Aşık olmak, dopamin hormonunun da keskin bir şekilde artmasına neden olur. Dopaminin kendisi, aynı anda hem acı hem de hazzın tadını çıkaran kişinin anahtarıdır. Bu hormon, sevginin peşinde koşarken uyarılma, bağımlılık, öfori ve boyun eğmeyen özelliklerle ilişkilidir. Bu arada, artan dopamin, ruh halini ve iştahı iyileştiren bir hormon olan serotonin üretimini etkiler.
Obsesif kompulsif bozukluğu olan kişilerde yüksek serotonin seviyeleri de yaygındır. İşte bu yüzden aşk seni tedirgin ediyor ve geriyor.
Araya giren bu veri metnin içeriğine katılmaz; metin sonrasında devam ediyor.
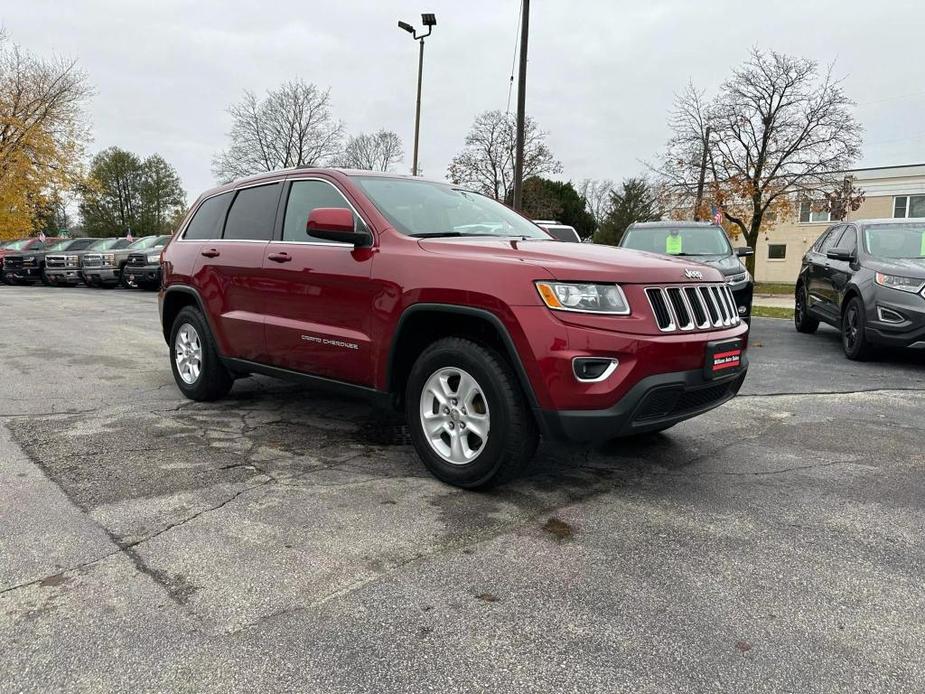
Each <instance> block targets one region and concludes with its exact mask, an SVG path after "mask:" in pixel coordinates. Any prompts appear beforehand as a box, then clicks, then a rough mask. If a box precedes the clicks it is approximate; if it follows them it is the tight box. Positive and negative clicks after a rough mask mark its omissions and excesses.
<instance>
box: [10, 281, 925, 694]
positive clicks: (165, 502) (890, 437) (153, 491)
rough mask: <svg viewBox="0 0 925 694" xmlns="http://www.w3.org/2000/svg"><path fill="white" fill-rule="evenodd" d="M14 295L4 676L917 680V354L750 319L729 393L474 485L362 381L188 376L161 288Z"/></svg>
mask: <svg viewBox="0 0 925 694" xmlns="http://www.w3.org/2000/svg"><path fill="white" fill-rule="evenodd" d="M0 315H2V317H3V320H2V322H0V323H2V324H0V382H2V383H3V390H2V393H3V397H2V399H0V690H3V691H36V692H39V691H49V690H88V691H106V690H112V689H117V688H118V689H132V690H137V691H188V690H189V691H192V690H196V691H222V692H225V691H258V690H264V691H266V690H290V691H304V692H374V691H376V692H380V691H408V692H421V691H434V692H451V691H491V692H508V691H555V692H565V691H576V692H585V691H600V692H615V691H626V692H656V691H673V692H677V691H691V692H702V691H724V692H739V691H753V692H755V691H757V692H764V691H767V692H771V691H774V692H779V691H792V692H836V691H844V692H858V691H878V692H879V691H884V692H886V691H913V690H920V688H921V686H922V682H925V658H923V655H922V654H923V653H925V581H923V576H925V540H923V538H925V482H923V472H925V446H923V443H925V355H918V354H916V355H910V354H890V355H885V356H884V358H883V359H882V360H880V361H878V362H876V363H864V364H861V363H853V362H849V361H847V360H845V359H844V358H843V357H842V355H841V349H840V346H839V342H838V336H837V334H836V333H835V331H833V330H829V329H827V328H821V329H820V334H818V335H816V336H806V335H799V334H797V333H796V332H795V331H794V330H793V327H792V324H791V323H790V322H789V321H776V320H773V319H756V320H755V321H754V326H753V331H752V333H753V334H752V338H751V339H752V348H751V352H750V356H751V360H752V367H751V370H750V374H749V377H748V379H747V381H746V383H745V386H744V389H743V392H742V395H741V396H740V397H739V398H737V399H736V400H734V401H733V402H732V403H730V404H728V405H726V406H724V407H723V408H721V409H719V410H716V411H714V412H712V413H709V414H708V415H705V416H702V417H700V418H698V419H695V420H691V421H689V422H685V423H683V424H681V425H678V426H677V427H675V428H674V429H672V430H671V431H670V432H666V433H665V434H657V435H652V436H648V437H643V438H641V439H639V440H632V441H622V442H616V443H614V444H611V445H608V446H606V447H603V448H596V449H588V448H570V447H557V446H551V445H547V444H544V445H542V446H541V449H540V452H539V454H538V456H537V460H536V465H535V468H534V470H533V472H532V474H531V475H530V476H529V477H527V478H525V479H522V480H519V481H517V482H516V483H514V484H511V485H509V486H507V487H504V488H502V489H499V490H496V491H494V492H491V493H484V494H475V493H470V492H464V491H460V490H458V489H454V488H451V487H447V486H445V485H442V484H441V483H439V482H437V481H435V480H434V479H432V478H431V477H430V476H429V475H428V474H427V473H426V472H425V471H424V469H423V467H422V466H421V465H420V463H419V462H418V461H417V459H416V457H415V455H414V453H413V451H412V450H411V448H410V447H409V446H404V445H391V446H383V445H379V444H376V443H373V442H372V440H371V439H370V437H369V436H368V433H367V432H368V424H369V422H370V420H371V416H372V415H373V413H371V412H370V410H369V409H368V408H367V407H366V406H365V405H363V404H360V403H357V402H352V401H348V400H343V399H338V398H334V397H330V396H326V395H324V394H321V393H318V392H313V391H309V390H306V389H304V388H301V387H295V386H292V385H289V384H283V383H278V382H275V381H272V380H269V379H263V378H251V379H245V380H242V381H239V382H238V383H237V384H236V385H235V388H234V390H233V391H232V394H231V396H230V398H229V399H228V400H226V401H224V402H220V403H214V404H207V405H206V404H197V403H191V402H188V401H186V400H183V399H181V397H180V396H179V393H178V391H177V390H176V388H175V386H174V384H173V380H172V377H171V373H170V369H169V367H168V363H167V347H166V345H165V343H164V341H163V339H162V337H161V334H160V327H159V324H158V320H157V308H156V297H155V295H153V294H146V293H140V292H128V291H121V290H118V291H111V292H104V291H100V290H88V289H70V290H68V289H58V290H56V289H47V288H43V287H36V288H25V287H0Z"/></svg>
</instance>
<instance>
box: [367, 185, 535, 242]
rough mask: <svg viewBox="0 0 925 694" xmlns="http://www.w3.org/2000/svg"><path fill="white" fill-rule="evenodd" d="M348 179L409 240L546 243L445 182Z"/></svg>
mask: <svg viewBox="0 0 925 694" xmlns="http://www.w3.org/2000/svg"><path fill="white" fill-rule="evenodd" d="M353 181H354V182H355V183H356V184H357V185H358V186H359V187H360V188H361V189H362V190H363V192H364V193H366V195H367V196H368V197H369V199H370V200H371V201H372V203H373V204H374V205H375V206H376V208H377V209H378V210H379V211H380V212H381V213H382V216H384V217H385V218H386V219H388V220H389V222H391V224H392V225H393V226H394V227H395V228H396V229H397V230H398V231H399V232H400V233H402V234H406V235H408V236H418V237H428V236H498V237H511V236H516V237H519V238H528V239H544V240H549V239H550V236H549V234H547V233H546V232H545V231H543V230H542V229H540V228H539V227H538V226H536V225H535V224H533V223H532V222H530V221H528V220H526V219H524V218H523V217H521V216H520V215H519V214H517V213H516V212H514V211H513V210H511V209H510V208H508V207H505V206H504V205H502V204H501V203H499V202H495V201H494V200H492V199H490V198H487V197H485V196H484V195H480V194H479V193H473V192H470V191H468V190H464V189H462V188H457V187H455V186H452V185H449V184H446V183H435V182H431V181H421V180H414V179H405V178H386V177H377V176H354V177H353Z"/></svg>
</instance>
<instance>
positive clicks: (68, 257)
mask: <svg viewBox="0 0 925 694" xmlns="http://www.w3.org/2000/svg"><path fill="white" fill-rule="evenodd" d="M169 240H170V236H144V237H142V238H139V239H133V238H132V237H130V236H129V237H122V238H118V237H111V238H75V239H60V238H51V239H42V238H28V239H18V240H15V241H6V242H4V243H0V263H2V272H0V279H2V281H3V283H4V284H35V283H37V282H41V283H42V284H44V285H47V286H67V285H76V284H85V285H87V286H88V287H116V286H118V285H121V286H123V287H140V288H143V289H156V288H157V287H158V286H159V285H160V281H161V267H160V256H161V250H162V249H163V247H164V246H165V245H167V242H168V241H169Z"/></svg>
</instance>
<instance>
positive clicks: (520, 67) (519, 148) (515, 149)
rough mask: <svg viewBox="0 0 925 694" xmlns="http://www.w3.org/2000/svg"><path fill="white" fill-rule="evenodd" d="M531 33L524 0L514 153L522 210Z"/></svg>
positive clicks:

Çarpma ve soğuk terleme hissi ise adrenalin hormonundan kaynaklanır. Aşık olduğunuzda salınan diğer hormonlar, korktuğunuz zamanki ile aynıdır. Bu, sevginin sizi hem mutlu hem de korkutabileceği anlamına gelir.
Aşık olmak bir hayatta kalma içgüdüsüdür
Yukarıdaki açıklamadan, sevginin insan vücudu üzerinde neden bu kadar etkili olduğunu merak ediyor olabilirsiniz. Basit cevap, aşık olmanın, bu türün üreme yoluyla hayatta kalması için insan biyolojik bir içgüdüsü olduğudur.
Aşkın birini bu kadar takıntılı ve her şeyi yapmaya istekli yapmadığını hayal edin. Kimse aşık olmak, bir aile kurmak, sonra yeniden üretmek (çocuk sahibi olmak) ile uğraşmak istemez. Bu olursa, zamanla insan türünün nesli tükenebilir. Bu nedenle, insan beyni biyolojik olarak aşık olmaya ve türünün varlığını sürdürmeye hazırdır. Bu, aşkın bir süreliğine aptal olabileceği anlamına gelse bile.
Ancak aşk her zaman üremeye yol açmaz. Çoğu durumda aşk, yalnızca kişinin duygusal ihtiyaçlarını karşılamak için var olur. Diğer durumlarda, örneğin bir çocuğa ebeveyn sevgisi, çocuğun hayatta kalmasını sağlamak için sevgi esastır. Bu nedenle ebeveynler çocuklarını o kadar çok sevebilirler ki, karşılığında hiçbir şey beklemeden oğulları ve kızları için her şeyi yapmaya razı olurlar.